Langowski noted that progress is being made on the city’s own high-fiber project that will be available to nearly 260 properties, both businesses and residential.
“We are currently upgrading our poles in town and bids are out for the installation of the fiber lines,” he said.
“We are at a point where we want to start marketing, but the materials we need for installation are not in stock anywhere right now. We have a project ready to go. We have the finances but we can’t source the materials,” he said. “A lot of this has to do with COVID-19. Many companies are not manufacturing or shipping right now. I would love to tell you this would be done this fall, but I can’t promise that.”
EEDA President Heidi Omerza revealed, unofficially, that the city has been awarded a new lease from the Veterans Administration and work will soon begin on a medical clinic expansion project at the Miner’s Drive facility.

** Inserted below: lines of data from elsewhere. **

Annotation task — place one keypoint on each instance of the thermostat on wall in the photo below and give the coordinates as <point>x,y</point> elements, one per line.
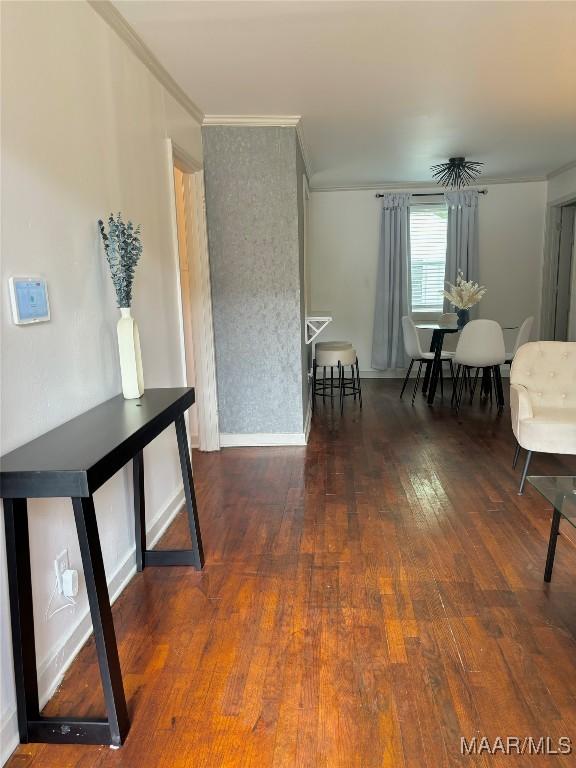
<point>29,299</point>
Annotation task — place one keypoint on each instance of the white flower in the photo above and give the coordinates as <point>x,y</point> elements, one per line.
<point>465,293</point>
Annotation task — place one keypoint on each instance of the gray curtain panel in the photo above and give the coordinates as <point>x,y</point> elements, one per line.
<point>392,285</point>
<point>462,247</point>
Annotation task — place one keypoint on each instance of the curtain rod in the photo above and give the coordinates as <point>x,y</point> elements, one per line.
<point>428,194</point>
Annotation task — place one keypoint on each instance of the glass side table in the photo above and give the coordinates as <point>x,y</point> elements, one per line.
<point>561,493</point>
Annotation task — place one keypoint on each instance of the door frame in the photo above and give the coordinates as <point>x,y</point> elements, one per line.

A formal meeting will be held in early August, according to Langowski, to review the expansion plan and finalize the design.
“At that point, we have until the end of next summer to be 100-percent completed,” he said. “The clinic will remain at its current location until the day they can occupy the new portion.”
With the 3.500 square-foot expansion, the clinic will double in size and new medical services will be available for the area’s many veterans.
“This will be a state-of-the-art facility,” Langowski said. “We will have a 10-year lease and the possibility of 10 more years to be added to the agreement.”